El hombre se estaba excitando de nuevo. Había regresado a su mirada enloquecida.

—No debes pensar en eso ahora.

—Es verdad. Nada de eso importa ya. Todos nosotros estamos ya condenados.

Lo dijo con tal rotundidad que Jan no supo qué responder. En el fondo sentía que estaba de acuerdo con aquel loco. Todos allí eran unos asesinos. Ni en el mismo infierno podía haber más condenados que en aquel lado del Ebro.

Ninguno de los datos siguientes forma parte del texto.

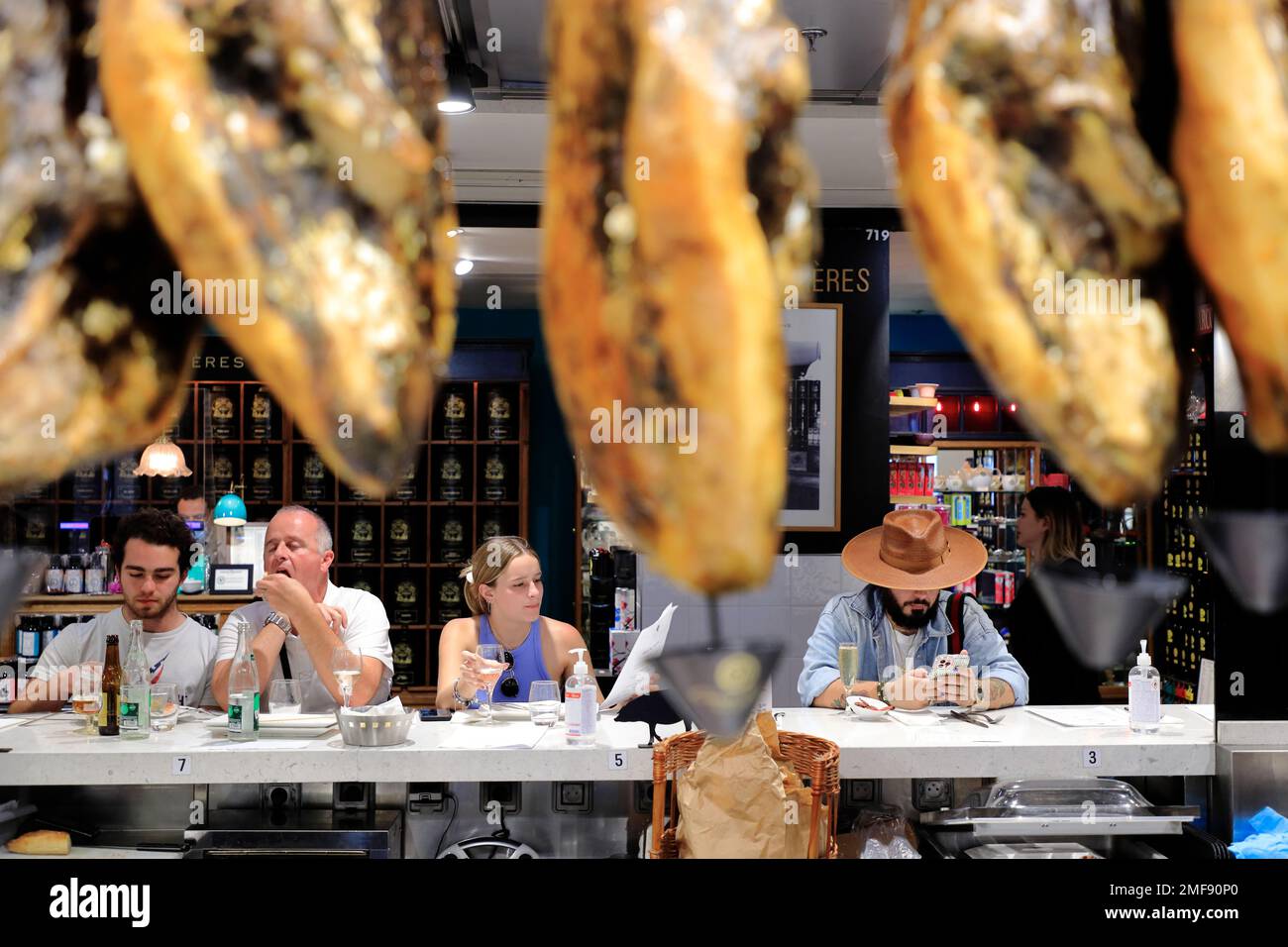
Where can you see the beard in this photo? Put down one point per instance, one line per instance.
(912, 620)
(155, 608)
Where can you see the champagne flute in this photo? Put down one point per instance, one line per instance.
(493, 655)
(848, 663)
(86, 693)
(346, 665)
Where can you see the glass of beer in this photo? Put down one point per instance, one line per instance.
(848, 663)
(165, 706)
(86, 692)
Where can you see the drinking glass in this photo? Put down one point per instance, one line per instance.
(848, 663)
(283, 697)
(86, 693)
(492, 655)
(346, 665)
(165, 706)
(544, 702)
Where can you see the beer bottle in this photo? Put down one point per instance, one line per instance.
(108, 707)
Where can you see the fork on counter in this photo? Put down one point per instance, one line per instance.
(969, 716)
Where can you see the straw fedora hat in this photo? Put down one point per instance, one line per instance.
(913, 549)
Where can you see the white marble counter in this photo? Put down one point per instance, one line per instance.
(51, 753)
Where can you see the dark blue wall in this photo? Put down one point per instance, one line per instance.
(552, 474)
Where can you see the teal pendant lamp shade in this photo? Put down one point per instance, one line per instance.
(231, 509)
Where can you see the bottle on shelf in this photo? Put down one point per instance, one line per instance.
(314, 487)
(494, 476)
(362, 540)
(451, 474)
(136, 688)
(454, 416)
(244, 690)
(262, 414)
(451, 539)
(498, 427)
(263, 476)
(223, 415)
(1142, 694)
(399, 540)
(581, 702)
(110, 694)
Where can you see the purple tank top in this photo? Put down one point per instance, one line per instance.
(528, 664)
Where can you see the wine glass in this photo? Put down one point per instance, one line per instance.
(346, 665)
(493, 655)
(848, 663)
(86, 693)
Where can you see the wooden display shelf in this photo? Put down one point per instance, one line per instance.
(97, 604)
(901, 406)
(914, 450)
(288, 449)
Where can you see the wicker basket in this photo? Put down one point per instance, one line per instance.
(816, 761)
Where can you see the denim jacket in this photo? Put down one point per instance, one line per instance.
(859, 618)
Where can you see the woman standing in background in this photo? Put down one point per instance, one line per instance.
(1050, 528)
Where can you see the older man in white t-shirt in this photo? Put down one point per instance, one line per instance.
(307, 617)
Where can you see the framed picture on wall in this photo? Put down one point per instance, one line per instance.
(811, 337)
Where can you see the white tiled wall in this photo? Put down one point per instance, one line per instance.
(786, 608)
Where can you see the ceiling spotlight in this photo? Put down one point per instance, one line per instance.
(459, 97)
(812, 34)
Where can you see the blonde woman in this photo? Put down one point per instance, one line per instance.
(502, 589)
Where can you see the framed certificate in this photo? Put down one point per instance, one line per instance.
(232, 579)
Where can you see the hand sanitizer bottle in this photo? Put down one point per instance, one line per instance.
(581, 702)
(1142, 694)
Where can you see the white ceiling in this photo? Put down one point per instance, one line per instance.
(498, 150)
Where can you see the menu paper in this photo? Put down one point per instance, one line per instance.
(649, 646)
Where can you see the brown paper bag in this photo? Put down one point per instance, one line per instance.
(742, 799)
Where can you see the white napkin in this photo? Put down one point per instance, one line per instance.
(391, 707)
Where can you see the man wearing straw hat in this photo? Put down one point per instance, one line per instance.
(900, 622)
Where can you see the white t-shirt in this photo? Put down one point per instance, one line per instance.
(905, 644)
(184, 657)
(368, 630)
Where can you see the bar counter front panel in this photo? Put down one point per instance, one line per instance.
(50, 753)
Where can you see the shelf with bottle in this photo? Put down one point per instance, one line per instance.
(902, 405)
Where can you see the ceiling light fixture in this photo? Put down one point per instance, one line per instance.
(811, 34)
(459, 97)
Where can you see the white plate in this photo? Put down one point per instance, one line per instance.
(501, 711)
(854, 705)
(283, 724)
(915, 718)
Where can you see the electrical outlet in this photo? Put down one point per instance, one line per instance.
(509, 795)
(572, 796)
(279, 795)
(855, 792)
(426, 796)
(643, 797)
(931, 795)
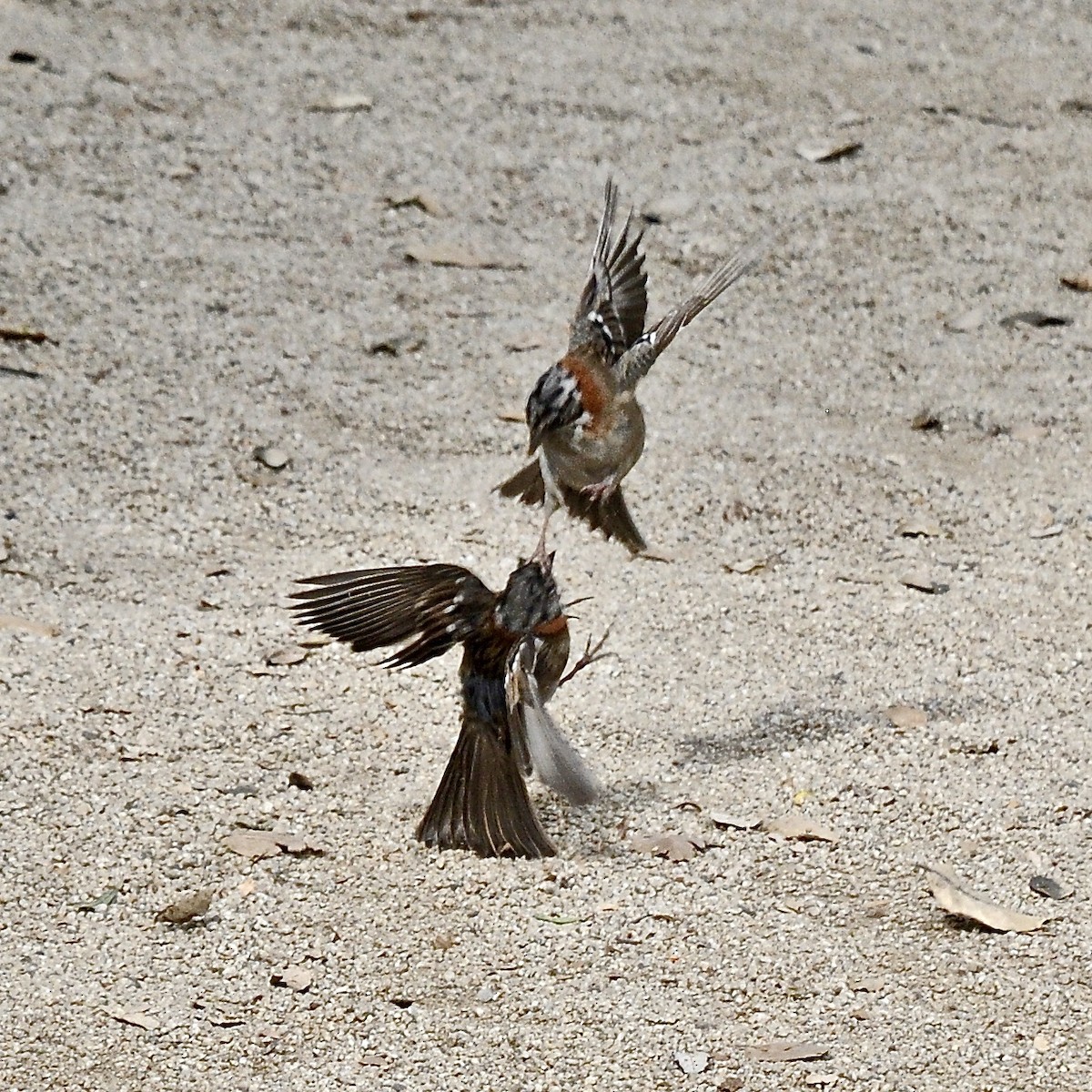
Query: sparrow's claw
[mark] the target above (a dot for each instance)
(601, 490)
(589, 656)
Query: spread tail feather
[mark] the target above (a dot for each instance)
(609, 514)
(481, 803)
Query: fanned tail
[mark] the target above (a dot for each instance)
(611, 516)
(481, 803)
(527, 485)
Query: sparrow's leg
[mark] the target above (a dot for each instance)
(601, 490)
(550, 506)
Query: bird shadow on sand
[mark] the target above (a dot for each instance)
(784, 727)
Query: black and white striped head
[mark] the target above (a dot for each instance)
(554, 403)
(531, 596)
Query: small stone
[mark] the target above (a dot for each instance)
(1049, 888)
(287, 656)
(272, 457)
(692, 1063)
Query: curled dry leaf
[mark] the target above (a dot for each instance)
(787, 1052)
(672, 846)
(1036, 319)
(260, 844)
(798, 827)
(1052, 532)
(954, 895)
(828, 151)
(926, 420)
(452, 254)
(906, 716)
(298, 978)
(918, 528)
(254, 844)
(187, 907)
(921, 582)
(416, 199)
(747, 566)
(22, 333)
(736, 823)
(1079, 282)
(397, 342)
(287, 656)
(135, 1016)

El soldado herido volvió a callar, con la mirada fija ahora en el techo del vagón. No fue hasta pasados un par de minutos que se dirigió de nuevo a Jan.

—Esa misión suya, ¿ha de cumplirla por esta zona?

—En realidad no lo sé. Me han llamado para una reunión…

—Pues márchese cuanto antes. —El hombre se había medio incorporado de nuevo—. Hágalo antes de que los muertos vuelvan a levantarse.

Dicho esto, volvió a tumbarse, con los labios apretados, como arrepentido de sus palabras.

A Jan no le pareció que aquel hombre fingiera nada. Se veía que estaba asustado de veras, pero no se le ocurría qué podía decirle. A pesar de ello, intentó calmarlo.

—Estos meses han sido duros para todos. Yo llevo aquí desde finales de julio y las he visto de todos los colores. Tú llevas todavía más… Sólo necesitas descansar. Mira, quizás pueda hablar con tu médico para que te mande unos días a retaguardia.

—¡No estoy haciéndome el loco! ¡No busco que me manden a descansar unos días! He luchado en Teruel y en Segovia. No tengo miedo a los putos rojos. No me asustan los hombres que mueren cuando se les dispara.

Sus ojos se habían encendido y lo miraban de nuevo desencajados. Se agitó en el camastro con tal violencia que liberó su brazo derecho. Jan se apartó de un salto, tirando otra vez el taburete. El hombre no hizo ademán alguno de alcanzarlo. Sólo le apuntó con el índice.

—He matado a muchos hombres. Todos nosotros lo hemos hecho y vamos a pagarlo caro. El infierno ha mandado a sus muertos a por todos nosotros y no podemos defendernos de ellos.

La puerta del vagón se abrió y el camillero entró en estampida, seguido de cerca por el legionario. Entre los dos amarraron al paciente que ahora se había callado. Mantuvo los ojos fijos en Jan y una media sonrisa desquiciada en los labios mientras lo ataban de nuevo al lecho. Jan sintió otra presencia en la estancia. El soldado vigía miraba desde la puerta sin atreverse a cruzarla.

—El comandante le espera —anunció con un hilillo de voz. Tras entregar su mensaje, retrocedió para alejarse bien deprisa del loco.

Jan observó una última vez al paciente, de nuevo amarrado a su camastro; la mirada perdida sin solución. Luego siguió al soldado vigía fuera del vagón.